出世に興味もなかないが、武士は名をこそ惜しむもの……槍一本で敵中に突っ込み、命を賭けて勝ち取った5千石は、媚びへつらって頂戴した20万石より遥かにまさる……戦国乱世を闘い抜いた「賤ヶ岳七本槍」長泰の高笑いが聞こえてくるようですね。

エピローグ

七三 平野権平殿は、賤ケ嶽先登七本鎗の内なり。後に家康公御旗本に召しなされ候。或時、細川殿へ振舞に参られ候。
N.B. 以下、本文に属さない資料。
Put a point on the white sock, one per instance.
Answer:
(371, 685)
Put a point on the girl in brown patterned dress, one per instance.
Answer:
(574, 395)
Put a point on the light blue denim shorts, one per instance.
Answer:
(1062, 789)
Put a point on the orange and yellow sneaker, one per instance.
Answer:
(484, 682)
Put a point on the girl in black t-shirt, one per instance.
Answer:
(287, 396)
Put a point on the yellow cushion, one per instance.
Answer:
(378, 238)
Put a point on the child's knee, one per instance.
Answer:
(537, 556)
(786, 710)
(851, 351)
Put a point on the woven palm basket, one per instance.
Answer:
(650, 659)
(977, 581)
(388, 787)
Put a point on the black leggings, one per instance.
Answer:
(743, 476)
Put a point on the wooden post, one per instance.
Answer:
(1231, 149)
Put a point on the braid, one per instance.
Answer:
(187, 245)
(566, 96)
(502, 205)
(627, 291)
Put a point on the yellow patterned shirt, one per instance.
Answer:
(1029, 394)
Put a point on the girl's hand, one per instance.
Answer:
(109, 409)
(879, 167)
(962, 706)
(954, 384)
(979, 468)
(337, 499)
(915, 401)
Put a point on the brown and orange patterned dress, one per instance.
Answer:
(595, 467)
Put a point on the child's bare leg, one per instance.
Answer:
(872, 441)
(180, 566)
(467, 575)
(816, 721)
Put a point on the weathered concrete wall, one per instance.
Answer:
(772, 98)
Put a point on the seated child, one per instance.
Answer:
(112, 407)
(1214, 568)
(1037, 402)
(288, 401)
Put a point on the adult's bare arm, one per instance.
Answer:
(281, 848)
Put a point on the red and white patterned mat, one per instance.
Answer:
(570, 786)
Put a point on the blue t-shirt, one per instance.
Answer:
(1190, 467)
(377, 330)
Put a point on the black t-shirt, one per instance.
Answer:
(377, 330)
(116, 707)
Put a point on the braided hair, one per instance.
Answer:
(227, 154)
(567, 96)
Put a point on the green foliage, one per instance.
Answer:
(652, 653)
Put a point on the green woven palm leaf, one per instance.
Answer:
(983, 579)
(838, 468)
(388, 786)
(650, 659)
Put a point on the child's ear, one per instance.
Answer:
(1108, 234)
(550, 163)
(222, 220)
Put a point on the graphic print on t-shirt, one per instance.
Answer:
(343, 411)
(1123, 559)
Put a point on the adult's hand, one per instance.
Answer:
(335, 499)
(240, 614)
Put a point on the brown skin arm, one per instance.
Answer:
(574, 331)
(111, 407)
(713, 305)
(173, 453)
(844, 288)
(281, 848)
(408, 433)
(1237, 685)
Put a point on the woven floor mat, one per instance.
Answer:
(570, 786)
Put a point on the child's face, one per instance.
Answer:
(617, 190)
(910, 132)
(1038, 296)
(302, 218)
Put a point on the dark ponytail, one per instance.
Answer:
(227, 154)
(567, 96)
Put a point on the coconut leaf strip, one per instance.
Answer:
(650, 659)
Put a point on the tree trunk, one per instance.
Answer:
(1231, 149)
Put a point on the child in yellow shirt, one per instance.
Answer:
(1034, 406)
御亭主御申し候は、「権平殿の武篇は日本に隠れもなき事にて候。斯様の大勇士を唯今の通りの小身にて召し置かれ候儀、残念にて候。さこそ御不如意にこれあるべく候。我等家中になど御成り候はゞ、領知半分は遣し申すべき」由御申し候。権平殿兎角の返事なく、不図座を立ち縁に出で、正面に立ちはだかり、小便を致しながら申され候は、「御手前の家中になりては、爰から小便する事がならぬ。」と申され候由。

※『葉隠』巻十より。

……余談ながら、平野家は江戸時代を通じて代々続き、第10代・平野長裕(ながひろ)の時に明治維新を迎えました。